Bistasio regarda, sidéré, le dragon qui nettoyait ses griffes. Sa voix était aussi douce que lui était gros.
- As-tu un nom être debout?
- Je m'appelle Bistasio.
- Tous les êtres debout ont-ils un nom, être debout Bistasio?
- Oui, enfin je crois, je n'ai connu personne sans nom.
- Ta réponse est intéressante, être debout Bistasio. Toutes les choses et tous les êtres ont-ils un nom?
- Non, par exemple, mon snaff a un nom, les tiburs ont un nom, mais les clachs de la montagne, les loups, les arbres n'ont pas de nom propre.
- Et moi, alors, être debout Bistasio, quel nom me donnes-tu?
- Vous êtes un dragon.
- Est-ce un nom propre, être debout Bistasio?
- Non.
- Alors pour toi, je suis comme un loup ou un tibur.
- NON!
- Je sens ta peur, être debout Bistasio. Dans le lieu où tu habites, tout le monde a-t-il un nom?
- Oui, dans la ville, tout le monde a un nom.

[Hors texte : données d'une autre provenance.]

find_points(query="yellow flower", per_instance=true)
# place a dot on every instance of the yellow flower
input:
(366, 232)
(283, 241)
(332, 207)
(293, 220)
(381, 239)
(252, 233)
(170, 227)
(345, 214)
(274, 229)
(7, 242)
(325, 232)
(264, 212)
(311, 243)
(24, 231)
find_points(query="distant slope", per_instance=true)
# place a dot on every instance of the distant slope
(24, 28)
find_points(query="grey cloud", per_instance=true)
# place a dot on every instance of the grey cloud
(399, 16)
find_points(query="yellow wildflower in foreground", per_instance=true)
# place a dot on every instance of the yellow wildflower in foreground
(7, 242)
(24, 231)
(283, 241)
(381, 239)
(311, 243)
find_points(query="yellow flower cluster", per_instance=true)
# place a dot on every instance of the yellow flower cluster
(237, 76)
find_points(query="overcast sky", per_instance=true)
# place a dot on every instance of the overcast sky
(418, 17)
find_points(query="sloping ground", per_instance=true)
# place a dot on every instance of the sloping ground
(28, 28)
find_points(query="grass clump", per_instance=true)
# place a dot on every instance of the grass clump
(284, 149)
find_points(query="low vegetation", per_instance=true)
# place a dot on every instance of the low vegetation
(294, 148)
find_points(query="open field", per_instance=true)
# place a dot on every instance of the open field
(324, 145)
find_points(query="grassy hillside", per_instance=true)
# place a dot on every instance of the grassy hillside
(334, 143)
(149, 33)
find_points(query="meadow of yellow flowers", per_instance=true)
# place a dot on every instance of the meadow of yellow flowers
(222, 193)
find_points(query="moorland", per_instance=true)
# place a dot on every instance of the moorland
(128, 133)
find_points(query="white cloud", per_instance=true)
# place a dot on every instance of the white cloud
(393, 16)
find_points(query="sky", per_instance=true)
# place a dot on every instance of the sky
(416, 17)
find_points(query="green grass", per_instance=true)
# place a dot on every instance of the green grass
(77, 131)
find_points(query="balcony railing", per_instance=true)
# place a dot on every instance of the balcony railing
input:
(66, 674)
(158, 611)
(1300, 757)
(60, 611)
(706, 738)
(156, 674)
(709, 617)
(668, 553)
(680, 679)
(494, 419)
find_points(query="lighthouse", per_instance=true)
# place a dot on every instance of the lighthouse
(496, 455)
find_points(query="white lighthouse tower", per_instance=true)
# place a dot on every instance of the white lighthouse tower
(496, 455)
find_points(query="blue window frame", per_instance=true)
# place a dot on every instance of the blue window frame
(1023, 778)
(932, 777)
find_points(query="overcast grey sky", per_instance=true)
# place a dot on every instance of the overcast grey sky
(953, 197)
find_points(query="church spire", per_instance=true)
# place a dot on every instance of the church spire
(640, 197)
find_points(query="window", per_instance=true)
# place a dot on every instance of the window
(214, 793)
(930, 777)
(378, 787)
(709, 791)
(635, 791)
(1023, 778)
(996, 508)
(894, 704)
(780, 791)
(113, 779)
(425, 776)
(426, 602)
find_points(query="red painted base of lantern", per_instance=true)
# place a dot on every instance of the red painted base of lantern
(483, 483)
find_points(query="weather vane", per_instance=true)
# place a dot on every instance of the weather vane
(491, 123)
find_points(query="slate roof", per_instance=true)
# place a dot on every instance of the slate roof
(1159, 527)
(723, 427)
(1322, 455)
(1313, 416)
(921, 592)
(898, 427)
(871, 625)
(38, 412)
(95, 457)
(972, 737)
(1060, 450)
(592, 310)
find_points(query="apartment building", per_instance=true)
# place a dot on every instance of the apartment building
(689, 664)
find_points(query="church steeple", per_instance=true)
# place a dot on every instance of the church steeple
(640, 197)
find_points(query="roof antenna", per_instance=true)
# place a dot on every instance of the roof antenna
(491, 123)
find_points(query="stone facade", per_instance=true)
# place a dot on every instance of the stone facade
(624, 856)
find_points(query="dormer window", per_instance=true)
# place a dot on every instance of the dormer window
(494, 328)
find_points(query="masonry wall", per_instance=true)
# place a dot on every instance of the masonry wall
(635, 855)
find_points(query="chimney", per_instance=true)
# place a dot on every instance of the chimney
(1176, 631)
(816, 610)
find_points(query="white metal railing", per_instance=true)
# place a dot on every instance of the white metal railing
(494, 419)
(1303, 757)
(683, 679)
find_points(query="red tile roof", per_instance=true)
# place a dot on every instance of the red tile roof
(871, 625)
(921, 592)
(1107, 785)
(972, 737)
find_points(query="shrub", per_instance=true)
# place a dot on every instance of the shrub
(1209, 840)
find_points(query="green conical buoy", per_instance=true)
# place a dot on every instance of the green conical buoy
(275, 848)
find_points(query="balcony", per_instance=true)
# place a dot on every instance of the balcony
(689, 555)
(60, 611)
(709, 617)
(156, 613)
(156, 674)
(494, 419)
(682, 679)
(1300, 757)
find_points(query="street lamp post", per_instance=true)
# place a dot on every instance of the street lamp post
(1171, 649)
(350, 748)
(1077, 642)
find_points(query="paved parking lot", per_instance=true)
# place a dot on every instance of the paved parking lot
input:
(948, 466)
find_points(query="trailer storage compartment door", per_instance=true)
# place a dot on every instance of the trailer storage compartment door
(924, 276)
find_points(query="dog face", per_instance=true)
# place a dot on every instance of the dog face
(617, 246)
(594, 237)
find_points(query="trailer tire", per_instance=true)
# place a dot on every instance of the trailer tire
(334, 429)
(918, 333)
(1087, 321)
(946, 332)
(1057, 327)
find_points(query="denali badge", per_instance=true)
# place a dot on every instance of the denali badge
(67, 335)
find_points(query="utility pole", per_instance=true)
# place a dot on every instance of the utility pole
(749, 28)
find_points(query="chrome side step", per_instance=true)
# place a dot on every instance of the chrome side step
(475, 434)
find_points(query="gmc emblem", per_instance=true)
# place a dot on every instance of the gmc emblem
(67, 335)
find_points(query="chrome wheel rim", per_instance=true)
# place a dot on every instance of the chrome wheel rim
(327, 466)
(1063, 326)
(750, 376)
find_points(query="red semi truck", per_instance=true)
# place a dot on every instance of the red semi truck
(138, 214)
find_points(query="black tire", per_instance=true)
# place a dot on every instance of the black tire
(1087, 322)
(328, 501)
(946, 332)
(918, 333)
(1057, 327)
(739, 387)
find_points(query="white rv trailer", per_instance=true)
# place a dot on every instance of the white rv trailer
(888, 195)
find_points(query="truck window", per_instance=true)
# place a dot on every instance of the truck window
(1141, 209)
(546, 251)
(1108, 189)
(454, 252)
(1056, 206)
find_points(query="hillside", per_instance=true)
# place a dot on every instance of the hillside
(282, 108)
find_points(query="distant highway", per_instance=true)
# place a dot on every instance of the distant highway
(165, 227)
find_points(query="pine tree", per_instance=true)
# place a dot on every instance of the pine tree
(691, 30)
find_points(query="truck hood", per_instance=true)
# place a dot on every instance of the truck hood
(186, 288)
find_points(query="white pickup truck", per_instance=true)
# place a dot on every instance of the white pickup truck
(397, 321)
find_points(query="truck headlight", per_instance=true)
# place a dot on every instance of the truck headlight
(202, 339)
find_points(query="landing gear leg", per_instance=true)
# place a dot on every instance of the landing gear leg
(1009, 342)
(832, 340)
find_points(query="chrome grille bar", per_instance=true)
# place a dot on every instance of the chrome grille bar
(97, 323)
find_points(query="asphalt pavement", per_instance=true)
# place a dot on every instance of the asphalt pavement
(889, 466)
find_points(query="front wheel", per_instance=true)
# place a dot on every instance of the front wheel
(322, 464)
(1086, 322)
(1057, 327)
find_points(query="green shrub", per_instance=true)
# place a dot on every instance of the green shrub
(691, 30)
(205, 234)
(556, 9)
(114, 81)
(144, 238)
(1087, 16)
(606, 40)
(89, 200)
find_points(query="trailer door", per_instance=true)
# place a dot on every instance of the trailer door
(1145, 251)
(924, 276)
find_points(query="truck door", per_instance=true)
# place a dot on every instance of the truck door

- Des gens étrangers sont arrivés avec la neige là où tu habites. Avaient-ils un nom?
- Oui, mais je ne le connaissais pas. Le prince étranger le connaissait.
- Alors je pourrais avoir un nom que tu ne connaîtrais pas.
- Oui, Maître dragon.
- Tu m'appelles maître, être debout Bistasio. Est-ce un nom?
- Non, c'est parce que vous êtes au moins aussi fort et aussi puissant que le maître de ville qui nous dirige.
- L'enfant des étrangers avait-il un nom?
- L'enfant est mort, Maître dragon.
- Ta parole est vraie et pourtant elle contient le mensonge, être debout Bistasio.
Le dragon qui avait la tête à hauteur du visage de Bistasio, se releva brusquement. Il se tourna vers l'extérieur et souffla brutalement le feu dans la pente. Bistasio sursauta et se mit à trembler. A discuter avec le dragon, il en avait presque oublié le danger.
- Je n'aime vraiment pas ces loups, dit le dragon en se retournant vers Bistasio. On parlait de mensonge, être debout Bistasio.
Bistasio se sentit se liquéfier sous l'œil couleur or du grand saurien. Il lui raconta tout ce qu'il savait sur tout et tous.